A further 45 deaths and 575 new cases of Covid-19 have been recorded in the Republic.
Forty-one of these deaths occurred in February, and one in January.
Of the new cases, 218 were in Dublin, 38 in Galway, 35 in Louth, 27 in Limerick, 26 in Westmeath and the remaining 231 spread across 20 other counties.
The latest figures show 693 Covid-19 patients are in hospital, with 150 in intensive care.
Offaly has the highest incidence rate in the country at 441 cases per 100,000, followed by Monaghan at 342 and Dublin at 339.
This comes as the Cabinet agreed that Level 5 restrictions are to be extended until April 5th.
The Government has also agreed that the reopening of schools on a phased basis will commence from next week.
Full details of a revised Living with Covid plan are set to be announced by Taoiseach Micheál Martin in a speech at 6pm.
South African variant
Earlier it was confirmed that the first confirmed cases of the South African variant of Covid-19 have been detected in Northern Ireland.
Stormont Health Minster Robin Swann said three cases of the variant had been confirmed.
The minister said a detailed health protection risk assessment and contact tracing response had been deployed and the risk of transmission has been judged to be low at this time.
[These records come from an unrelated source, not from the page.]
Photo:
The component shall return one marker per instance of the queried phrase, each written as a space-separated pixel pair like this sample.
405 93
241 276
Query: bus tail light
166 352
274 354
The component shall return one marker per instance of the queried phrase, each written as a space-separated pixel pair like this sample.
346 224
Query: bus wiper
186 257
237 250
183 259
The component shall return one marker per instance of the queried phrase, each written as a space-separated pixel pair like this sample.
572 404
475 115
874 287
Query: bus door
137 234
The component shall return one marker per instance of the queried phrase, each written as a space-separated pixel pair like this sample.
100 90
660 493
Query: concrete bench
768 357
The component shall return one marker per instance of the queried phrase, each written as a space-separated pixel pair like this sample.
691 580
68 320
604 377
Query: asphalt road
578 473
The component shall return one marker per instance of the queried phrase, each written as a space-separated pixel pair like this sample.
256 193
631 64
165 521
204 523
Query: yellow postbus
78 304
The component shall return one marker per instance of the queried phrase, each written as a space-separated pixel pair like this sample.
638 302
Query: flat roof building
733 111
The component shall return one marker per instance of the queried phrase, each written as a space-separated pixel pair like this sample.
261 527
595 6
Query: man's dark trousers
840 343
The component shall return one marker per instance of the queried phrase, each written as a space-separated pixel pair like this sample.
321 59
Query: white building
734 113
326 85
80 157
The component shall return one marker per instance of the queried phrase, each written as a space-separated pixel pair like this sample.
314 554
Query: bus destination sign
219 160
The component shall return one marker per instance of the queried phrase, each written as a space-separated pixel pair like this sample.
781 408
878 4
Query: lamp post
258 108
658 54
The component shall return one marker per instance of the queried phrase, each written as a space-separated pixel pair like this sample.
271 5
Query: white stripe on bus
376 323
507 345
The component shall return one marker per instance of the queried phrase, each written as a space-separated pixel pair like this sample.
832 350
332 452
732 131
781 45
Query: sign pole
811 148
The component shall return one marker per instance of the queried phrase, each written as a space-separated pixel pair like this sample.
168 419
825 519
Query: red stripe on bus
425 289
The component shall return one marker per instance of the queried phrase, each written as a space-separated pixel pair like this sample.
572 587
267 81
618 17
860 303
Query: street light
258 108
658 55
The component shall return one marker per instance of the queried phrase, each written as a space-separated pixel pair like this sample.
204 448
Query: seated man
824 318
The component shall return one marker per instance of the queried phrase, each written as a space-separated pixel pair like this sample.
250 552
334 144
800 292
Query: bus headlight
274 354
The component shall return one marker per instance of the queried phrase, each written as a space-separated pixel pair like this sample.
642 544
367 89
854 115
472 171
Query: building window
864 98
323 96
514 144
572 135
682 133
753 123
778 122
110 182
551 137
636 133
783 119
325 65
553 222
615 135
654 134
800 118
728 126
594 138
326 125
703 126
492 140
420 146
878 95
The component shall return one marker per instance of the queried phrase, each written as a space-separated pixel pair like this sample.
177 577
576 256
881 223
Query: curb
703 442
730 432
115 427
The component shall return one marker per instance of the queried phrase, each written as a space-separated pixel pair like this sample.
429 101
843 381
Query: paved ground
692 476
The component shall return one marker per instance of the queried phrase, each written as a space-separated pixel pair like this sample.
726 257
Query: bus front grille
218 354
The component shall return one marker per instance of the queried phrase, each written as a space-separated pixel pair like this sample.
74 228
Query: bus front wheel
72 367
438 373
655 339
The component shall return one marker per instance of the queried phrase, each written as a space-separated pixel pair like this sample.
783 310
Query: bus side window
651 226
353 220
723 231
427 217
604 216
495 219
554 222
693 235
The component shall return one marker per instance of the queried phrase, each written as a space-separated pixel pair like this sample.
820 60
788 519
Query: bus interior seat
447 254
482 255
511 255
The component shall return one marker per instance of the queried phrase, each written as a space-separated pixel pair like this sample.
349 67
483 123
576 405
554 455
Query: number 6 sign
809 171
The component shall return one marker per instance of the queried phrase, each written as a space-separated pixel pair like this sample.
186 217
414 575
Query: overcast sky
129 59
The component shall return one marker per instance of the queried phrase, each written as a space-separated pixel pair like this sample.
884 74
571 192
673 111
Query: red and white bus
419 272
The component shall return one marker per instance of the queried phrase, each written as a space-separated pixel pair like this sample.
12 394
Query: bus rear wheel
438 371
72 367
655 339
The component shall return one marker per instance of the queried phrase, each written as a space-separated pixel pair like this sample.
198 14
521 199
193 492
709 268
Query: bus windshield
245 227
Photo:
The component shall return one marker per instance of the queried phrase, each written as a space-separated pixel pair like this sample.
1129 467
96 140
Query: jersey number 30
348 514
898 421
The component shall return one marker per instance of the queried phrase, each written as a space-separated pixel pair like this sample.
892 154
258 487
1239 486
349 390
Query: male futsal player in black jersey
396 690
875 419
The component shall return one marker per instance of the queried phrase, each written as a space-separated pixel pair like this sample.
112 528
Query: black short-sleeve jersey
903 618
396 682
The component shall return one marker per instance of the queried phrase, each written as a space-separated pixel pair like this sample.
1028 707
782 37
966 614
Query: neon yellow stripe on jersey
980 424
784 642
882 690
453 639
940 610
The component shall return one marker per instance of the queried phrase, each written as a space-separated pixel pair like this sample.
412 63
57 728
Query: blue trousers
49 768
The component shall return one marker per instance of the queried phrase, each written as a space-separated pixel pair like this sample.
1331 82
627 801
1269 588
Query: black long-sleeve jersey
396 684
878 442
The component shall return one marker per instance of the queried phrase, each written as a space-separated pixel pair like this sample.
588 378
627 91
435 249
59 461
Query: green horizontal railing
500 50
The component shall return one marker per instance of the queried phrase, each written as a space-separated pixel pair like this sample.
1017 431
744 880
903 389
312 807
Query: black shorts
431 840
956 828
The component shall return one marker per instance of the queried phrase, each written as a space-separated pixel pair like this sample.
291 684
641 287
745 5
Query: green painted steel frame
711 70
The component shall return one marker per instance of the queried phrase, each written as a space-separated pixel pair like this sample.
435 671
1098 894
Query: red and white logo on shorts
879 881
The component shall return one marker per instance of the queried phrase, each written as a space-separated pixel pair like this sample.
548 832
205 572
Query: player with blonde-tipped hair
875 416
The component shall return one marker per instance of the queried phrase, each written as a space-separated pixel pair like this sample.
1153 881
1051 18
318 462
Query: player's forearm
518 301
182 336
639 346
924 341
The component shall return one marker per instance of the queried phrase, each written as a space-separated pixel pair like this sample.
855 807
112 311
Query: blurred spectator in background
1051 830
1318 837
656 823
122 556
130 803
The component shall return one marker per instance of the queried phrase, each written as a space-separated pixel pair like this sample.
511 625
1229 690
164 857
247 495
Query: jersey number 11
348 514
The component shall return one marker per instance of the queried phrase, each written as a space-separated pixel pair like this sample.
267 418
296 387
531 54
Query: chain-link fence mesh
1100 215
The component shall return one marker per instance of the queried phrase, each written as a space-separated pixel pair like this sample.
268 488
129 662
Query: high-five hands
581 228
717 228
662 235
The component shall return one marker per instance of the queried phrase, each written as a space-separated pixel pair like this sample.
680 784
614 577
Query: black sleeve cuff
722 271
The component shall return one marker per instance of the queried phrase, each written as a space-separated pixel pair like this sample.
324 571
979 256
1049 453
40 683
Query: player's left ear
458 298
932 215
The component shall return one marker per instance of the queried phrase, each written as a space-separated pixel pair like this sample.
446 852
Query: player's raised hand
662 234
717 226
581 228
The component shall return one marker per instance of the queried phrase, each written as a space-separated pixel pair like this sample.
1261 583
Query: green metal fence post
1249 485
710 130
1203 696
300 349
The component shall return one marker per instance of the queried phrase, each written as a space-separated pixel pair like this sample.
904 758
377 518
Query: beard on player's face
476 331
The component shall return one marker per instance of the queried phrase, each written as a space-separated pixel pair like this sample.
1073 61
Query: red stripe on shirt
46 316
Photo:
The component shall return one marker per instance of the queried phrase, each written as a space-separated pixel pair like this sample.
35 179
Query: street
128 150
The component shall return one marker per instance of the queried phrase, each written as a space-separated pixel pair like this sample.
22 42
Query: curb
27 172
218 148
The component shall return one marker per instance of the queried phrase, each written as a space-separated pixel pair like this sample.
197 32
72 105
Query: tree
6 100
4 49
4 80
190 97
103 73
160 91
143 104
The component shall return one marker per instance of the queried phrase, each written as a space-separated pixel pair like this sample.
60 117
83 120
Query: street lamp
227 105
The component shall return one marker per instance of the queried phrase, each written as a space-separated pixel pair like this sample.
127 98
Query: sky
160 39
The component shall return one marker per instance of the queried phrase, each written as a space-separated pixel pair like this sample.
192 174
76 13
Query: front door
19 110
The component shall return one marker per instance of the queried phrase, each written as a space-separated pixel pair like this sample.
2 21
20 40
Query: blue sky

“I have previously been clear that identification of a confirmed case or cases of this variant in Northern Ireland was inevitable at some point,” said Mr Swann.
“This development does not mean that this variant is going to become the most prevalent or the dominant strain in Northern Ireland.
“However, it does underline once again the very real need for continuing caution in relation to Covid-19.”
Meanwhile, a further five people have died in the North after testing positive for coronavirus.
Another 225 cases of the virus were also notified by the region’s Department of Health on Monday.
There are 376 Covid positive patients in hospital in the North, with 48 in intensive care.